Infrastructure companies benefit no matter which EV consumer buys, so they are a potentially safer and more stable investment. However, this will be a highly competitive market, after all, there is no brand that can resonate widely with consumers at present.
Charging station deployment plan of U.S. charging company EVgo▼
Hype controversy and warnings
It also goes some way to explaining why companies like Rivian and Lucid are treated the same way as Tesla, more as a result of hype marketing than the basic principles of the deal.
However, one fact that cannot be ignored is that investor enthusiasm for the next batch of EV manufacturers, many of which are entering the market through SPAC, has declined.
The current state of Nikola and Lordstown cars is even more worrisome and a wake-up call.
After going public through SPAC last June, Nikola's stock price soared, with a market value of more than $30 billion, higher than Ford at the time. Subsequently, a federal jury charged Nicola founder Trevor Milton with three counts of criminal fraud, and the indictment showed he lied "in almost every aspect of the business" to inflate the stock price.
Although Milton denied the charges, Nikolai's stock price fell all the way back due to regulatory investigations.
And this week, Nikolai agreed to pay $125 million to the Securities and Exchange Commission to settle allegations of fraud by misleading investors about products, technical capabilities and business prospects.
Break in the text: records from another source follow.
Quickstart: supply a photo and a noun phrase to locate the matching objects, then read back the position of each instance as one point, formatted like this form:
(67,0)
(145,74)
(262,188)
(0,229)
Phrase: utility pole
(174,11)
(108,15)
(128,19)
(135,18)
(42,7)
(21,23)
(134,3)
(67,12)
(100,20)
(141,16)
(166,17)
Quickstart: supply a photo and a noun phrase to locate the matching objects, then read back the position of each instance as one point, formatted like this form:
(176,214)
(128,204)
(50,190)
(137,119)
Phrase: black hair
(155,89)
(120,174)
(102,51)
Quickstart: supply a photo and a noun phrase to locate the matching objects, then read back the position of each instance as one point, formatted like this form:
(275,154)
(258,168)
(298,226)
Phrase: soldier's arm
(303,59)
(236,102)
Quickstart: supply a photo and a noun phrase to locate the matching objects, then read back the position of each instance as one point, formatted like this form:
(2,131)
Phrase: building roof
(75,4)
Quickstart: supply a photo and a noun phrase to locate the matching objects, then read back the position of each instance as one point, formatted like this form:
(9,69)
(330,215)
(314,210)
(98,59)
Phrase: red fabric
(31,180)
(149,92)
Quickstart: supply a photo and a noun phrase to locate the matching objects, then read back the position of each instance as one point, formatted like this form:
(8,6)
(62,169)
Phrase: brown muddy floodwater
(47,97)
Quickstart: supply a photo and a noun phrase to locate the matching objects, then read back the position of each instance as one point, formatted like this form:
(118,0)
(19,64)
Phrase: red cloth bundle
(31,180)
Recently, however, Nikolai announced that the delivery of its first customer has been completed, indicating that more customers are coming. Subsequently, the stock price rose sharply by 18%.
Lordstown, on the other hand, soared after going public through SPAC in October 2020. But the stock fell 87% from its highs:
It is under investigation by the SEC and the Justice Department over statements by former management, including founder Steve Burns, who resigned in June, may have been false or misleading. An internal investigation found problems with Lordstown's reservation forms.
Nikolai Tre Truck▼
As the controversy continued, both Nikolai and Lordstown pushed back production plans.
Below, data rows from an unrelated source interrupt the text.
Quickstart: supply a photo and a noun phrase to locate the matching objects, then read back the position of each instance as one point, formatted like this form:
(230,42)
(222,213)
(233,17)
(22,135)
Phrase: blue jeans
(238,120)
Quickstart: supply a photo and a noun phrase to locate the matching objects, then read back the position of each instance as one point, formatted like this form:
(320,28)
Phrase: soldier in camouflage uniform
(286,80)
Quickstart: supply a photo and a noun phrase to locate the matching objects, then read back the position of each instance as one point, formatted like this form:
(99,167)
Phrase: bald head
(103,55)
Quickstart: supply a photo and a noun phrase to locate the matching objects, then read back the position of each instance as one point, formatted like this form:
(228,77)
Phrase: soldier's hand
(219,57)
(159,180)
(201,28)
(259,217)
In August, Nikolai adjusted its production guidance for the fourth quarter to 25 to 50 units, down from the previous estimate of 50 to 100 units. It is now committed to delivering 25 prefabricated Tre BEV trucks to dealers for demonstrations in the fourth quarter, providing public road freight services to customers.
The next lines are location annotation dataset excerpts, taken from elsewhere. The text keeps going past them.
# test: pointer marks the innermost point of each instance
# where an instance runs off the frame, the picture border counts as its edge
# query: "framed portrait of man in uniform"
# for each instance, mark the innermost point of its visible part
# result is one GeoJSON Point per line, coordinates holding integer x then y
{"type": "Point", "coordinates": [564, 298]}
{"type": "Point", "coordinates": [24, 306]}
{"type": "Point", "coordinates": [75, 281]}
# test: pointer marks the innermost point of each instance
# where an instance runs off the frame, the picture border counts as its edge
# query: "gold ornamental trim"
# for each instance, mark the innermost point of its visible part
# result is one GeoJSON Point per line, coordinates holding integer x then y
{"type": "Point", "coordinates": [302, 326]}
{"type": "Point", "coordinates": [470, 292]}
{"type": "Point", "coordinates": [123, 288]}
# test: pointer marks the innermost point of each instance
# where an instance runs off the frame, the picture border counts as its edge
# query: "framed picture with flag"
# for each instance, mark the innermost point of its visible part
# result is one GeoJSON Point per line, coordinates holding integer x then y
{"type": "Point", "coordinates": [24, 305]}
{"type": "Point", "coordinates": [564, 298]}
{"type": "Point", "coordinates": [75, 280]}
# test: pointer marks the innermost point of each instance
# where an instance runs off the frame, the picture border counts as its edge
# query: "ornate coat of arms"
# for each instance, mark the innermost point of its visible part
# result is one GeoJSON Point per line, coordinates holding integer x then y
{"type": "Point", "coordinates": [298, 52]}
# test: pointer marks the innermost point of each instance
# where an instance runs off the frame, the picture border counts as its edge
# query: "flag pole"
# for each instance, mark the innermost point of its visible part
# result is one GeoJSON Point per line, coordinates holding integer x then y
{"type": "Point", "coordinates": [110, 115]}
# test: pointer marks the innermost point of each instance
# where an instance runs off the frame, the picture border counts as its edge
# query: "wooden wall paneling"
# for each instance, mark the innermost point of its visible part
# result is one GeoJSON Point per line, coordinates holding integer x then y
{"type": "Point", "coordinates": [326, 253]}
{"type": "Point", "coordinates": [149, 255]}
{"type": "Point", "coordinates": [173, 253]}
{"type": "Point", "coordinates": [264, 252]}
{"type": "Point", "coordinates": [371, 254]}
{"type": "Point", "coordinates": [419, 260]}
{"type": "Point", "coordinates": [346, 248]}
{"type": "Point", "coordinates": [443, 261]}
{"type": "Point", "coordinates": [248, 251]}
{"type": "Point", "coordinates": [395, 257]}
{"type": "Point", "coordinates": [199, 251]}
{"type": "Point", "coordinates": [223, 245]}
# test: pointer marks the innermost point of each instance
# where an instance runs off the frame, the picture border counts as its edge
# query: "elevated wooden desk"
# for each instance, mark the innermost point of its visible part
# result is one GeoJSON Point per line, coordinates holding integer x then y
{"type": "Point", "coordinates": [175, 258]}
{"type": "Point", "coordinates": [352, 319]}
Lordstown postponed the expected start of its commercial production from the second quarter to the third quarter of next year, in part due to supply chain issues. The company announced in September that it would sell its Ohio plant to Foxconn to offset high capital requirements.
Meanwhile, Carnu Has promised to develop a pickup truck, a delivery car and a futuristic seven-seater car, known as a lifestyle car, or "loft on wheels." The cars won't be released until the end of 2022 at the earliest, and customers will pay $100 at the time of booking.
Kanu was listed through SPAC at the end of 2020 and is now valued at $2 billion. Fisk began trading shortly before Kanu and is now worth $5 billion.
Fisker is receiving a $250 upfront payment for its SUV, called "Ocean," and plans to start production in November 2022.
Kanu lifestyle car▼
Ultimately, the new EV makers will have to prove that they can do more than just build beautiful websites, conduct demonstrations, and charge for reservations. They must start producing and shipping products and work to improve their own productivity at a time when other automotive markets are rapidly transitioning to electrification.
Consumers will have more options next year, and if production continues to be delayed, they may not hesitate to choose other products. Compared to consumers, investors have many ways to play with the market, and they will never have much patience.